Explore popular quotes and sayings by an American painter Allan Kaprow.
Last updated on December 18, 2024.
Allan Kaprow was an American painter, assemblagist and a pioneer in establishing the concepts of performance art. He helped to develop the "Environment" and "Happening" in the late 1950s and 1960s, as well as their theory. His Happenings — some 200 of them — evolved over the years. Eventually Kaprow shifted his practice into what he called "Activities", intimately scaled pieces for one or several players, devoted to the study of normal human activity in a way congruent to ordinary life. Fluxus, performance art, and installation art were, in turn, influenced by his work.
Artist refers to a person, willfully enmeshed in a dilemma of categories, who performs as if none of them existed.

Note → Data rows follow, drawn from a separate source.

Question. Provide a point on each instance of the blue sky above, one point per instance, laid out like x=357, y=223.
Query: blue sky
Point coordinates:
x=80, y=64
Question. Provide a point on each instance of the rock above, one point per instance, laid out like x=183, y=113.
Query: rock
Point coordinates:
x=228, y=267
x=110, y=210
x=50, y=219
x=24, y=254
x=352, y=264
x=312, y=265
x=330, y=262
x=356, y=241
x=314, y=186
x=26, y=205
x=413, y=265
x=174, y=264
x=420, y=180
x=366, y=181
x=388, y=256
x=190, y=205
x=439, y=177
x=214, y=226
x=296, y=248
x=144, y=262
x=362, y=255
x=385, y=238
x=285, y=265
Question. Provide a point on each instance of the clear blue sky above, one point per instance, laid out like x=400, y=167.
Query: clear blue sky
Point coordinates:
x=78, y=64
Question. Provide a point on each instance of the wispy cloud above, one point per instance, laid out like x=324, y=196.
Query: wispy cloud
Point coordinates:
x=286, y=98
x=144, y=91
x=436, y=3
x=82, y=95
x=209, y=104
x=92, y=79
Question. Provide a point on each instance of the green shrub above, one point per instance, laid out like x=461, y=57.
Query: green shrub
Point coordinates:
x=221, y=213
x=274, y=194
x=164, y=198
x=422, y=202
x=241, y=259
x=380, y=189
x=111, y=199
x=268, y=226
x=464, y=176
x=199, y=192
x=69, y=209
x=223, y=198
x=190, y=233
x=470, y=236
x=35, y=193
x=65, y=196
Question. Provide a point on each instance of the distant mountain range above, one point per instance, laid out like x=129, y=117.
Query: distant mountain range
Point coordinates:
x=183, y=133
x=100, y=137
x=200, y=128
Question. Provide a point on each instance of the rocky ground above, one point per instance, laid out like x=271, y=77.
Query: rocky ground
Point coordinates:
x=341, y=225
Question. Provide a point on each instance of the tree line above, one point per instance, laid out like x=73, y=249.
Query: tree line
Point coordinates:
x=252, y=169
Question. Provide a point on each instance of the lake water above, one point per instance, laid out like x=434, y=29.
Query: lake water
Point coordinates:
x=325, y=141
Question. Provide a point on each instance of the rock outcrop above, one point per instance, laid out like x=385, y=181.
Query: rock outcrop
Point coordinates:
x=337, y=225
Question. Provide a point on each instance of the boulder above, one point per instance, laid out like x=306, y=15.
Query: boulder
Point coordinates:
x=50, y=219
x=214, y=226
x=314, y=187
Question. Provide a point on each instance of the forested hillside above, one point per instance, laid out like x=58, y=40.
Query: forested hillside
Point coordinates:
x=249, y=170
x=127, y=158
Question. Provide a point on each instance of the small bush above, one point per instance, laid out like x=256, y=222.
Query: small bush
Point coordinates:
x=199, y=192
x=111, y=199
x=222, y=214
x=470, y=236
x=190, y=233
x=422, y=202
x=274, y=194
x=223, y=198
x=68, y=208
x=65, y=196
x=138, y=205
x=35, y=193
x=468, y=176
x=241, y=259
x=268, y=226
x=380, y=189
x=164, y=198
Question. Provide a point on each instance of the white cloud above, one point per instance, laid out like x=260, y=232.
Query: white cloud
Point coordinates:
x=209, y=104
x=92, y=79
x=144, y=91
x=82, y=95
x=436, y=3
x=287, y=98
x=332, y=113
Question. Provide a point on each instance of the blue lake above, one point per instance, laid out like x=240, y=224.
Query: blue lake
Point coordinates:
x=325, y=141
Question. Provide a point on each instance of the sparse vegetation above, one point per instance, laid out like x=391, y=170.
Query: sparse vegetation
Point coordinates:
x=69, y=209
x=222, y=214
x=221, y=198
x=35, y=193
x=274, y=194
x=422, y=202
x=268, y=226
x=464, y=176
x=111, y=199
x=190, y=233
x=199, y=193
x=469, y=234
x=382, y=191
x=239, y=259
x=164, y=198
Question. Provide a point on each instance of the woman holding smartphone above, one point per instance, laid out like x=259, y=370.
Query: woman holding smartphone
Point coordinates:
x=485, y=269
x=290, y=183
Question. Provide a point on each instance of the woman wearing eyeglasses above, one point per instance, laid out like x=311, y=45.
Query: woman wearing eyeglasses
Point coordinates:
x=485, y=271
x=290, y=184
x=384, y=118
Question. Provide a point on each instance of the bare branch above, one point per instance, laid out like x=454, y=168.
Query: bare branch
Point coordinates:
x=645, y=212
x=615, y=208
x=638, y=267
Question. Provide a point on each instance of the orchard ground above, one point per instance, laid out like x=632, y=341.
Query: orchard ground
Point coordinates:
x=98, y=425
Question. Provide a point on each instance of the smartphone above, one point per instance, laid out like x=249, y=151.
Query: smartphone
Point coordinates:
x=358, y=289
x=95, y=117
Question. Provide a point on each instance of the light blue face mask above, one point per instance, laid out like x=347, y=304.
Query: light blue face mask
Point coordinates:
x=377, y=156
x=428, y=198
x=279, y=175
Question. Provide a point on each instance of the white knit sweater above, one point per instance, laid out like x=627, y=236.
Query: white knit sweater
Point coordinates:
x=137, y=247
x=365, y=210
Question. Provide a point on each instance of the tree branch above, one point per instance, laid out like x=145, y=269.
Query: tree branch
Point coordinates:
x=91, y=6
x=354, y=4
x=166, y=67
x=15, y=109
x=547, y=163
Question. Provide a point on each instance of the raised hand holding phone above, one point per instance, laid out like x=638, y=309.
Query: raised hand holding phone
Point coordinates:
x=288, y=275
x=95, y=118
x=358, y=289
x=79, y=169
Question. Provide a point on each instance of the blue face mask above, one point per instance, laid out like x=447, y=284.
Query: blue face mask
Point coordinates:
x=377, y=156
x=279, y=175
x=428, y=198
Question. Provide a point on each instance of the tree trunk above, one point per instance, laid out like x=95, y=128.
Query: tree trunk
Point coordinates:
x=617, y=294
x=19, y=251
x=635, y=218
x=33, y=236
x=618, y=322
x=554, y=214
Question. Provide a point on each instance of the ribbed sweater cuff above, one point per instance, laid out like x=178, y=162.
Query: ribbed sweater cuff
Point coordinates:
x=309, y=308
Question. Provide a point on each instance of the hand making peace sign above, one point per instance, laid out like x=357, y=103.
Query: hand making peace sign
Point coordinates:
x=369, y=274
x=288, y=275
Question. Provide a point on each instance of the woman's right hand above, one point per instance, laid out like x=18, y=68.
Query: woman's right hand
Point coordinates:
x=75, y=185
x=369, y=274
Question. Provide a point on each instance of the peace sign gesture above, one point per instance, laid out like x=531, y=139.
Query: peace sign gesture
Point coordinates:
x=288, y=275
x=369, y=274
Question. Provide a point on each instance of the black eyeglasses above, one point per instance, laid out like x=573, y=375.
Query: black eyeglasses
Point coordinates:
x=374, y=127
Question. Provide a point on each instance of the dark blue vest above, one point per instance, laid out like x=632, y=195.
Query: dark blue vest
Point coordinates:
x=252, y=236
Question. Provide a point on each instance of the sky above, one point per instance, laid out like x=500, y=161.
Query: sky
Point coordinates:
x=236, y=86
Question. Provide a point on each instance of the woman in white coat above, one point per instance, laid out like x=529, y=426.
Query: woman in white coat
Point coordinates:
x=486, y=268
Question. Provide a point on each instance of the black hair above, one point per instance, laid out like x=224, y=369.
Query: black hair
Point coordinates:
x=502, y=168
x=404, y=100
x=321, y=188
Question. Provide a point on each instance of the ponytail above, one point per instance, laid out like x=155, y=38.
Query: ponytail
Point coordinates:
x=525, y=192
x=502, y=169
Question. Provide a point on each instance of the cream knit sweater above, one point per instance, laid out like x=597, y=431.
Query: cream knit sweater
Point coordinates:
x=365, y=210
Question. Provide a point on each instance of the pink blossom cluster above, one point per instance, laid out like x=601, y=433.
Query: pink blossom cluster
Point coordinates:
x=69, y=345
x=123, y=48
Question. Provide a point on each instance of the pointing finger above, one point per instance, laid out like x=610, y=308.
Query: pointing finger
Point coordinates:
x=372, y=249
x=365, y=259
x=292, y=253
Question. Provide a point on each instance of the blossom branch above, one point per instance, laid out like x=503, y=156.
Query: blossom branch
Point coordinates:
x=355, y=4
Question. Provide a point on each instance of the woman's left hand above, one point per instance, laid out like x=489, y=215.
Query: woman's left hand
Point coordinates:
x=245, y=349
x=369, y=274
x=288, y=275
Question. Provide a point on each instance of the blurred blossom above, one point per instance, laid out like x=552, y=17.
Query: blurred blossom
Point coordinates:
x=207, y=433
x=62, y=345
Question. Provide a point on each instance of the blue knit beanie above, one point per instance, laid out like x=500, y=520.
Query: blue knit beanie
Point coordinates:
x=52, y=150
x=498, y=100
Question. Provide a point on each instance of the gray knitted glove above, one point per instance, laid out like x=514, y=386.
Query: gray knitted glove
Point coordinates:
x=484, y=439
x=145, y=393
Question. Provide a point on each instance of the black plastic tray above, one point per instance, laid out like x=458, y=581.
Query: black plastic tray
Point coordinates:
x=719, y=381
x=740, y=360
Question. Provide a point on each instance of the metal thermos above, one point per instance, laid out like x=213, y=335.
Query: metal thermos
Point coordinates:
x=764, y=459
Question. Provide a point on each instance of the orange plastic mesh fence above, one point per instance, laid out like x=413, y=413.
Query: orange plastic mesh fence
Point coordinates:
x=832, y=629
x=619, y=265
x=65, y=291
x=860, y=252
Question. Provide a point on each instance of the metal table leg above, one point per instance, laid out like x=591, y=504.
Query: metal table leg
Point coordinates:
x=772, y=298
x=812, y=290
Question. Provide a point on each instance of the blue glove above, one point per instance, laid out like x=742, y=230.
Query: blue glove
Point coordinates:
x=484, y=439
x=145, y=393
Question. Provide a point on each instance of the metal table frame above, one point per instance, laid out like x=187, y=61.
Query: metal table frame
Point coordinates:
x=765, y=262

A walk down 14th street is more amazing than any masterpiece of art.
This everyday world affects the way art is created as much as it conditions its response.
In this context of achievement-and-death, artist who make Happenings are living out the purest melodrama. Their activity embodies the myth of nonsuccess, for Happenings cannot be sold and taken home; they can only be supported.
You can't teach colour from Cézanne, you can only teach it from something like this bubble-gum wrapper.
Doing life consciously was a compelling notion to me.
Some of us will probably become famous. It will be an ironic fame fashioned largely by those who have never seen our work.
The line between art and life should be kept as fluid, and perhaps indistinct, as possible.
The young artist of today need no longer say 'I am a painter,' or 'a poet,' or 'a dancer.' He is simply an 'artist.' All of life will be open to him.
Our advanced art approaches a fragile but marvelous life, one that maintains itself by a mere thread, melting into an elusive, changeable configuration, the surroundings, the artist, his work and everyone who comes to it.
The young artist... will discover out of ordinary things the meaning of ordinariness. He will not try to make them extraordinary. Only their real meaning will be stated.
I am not so sure whether what we do now is art or something not quite art. If I call it art, it is because I wish to avoid the endless arguments some other name would bring forth.
Objects of every sort are materials for the new art: paint, food, chairs, electric and neon lights, smoke, water, old socks, a dog, movies, a thousand other things which will be discovered by the present generation of artists.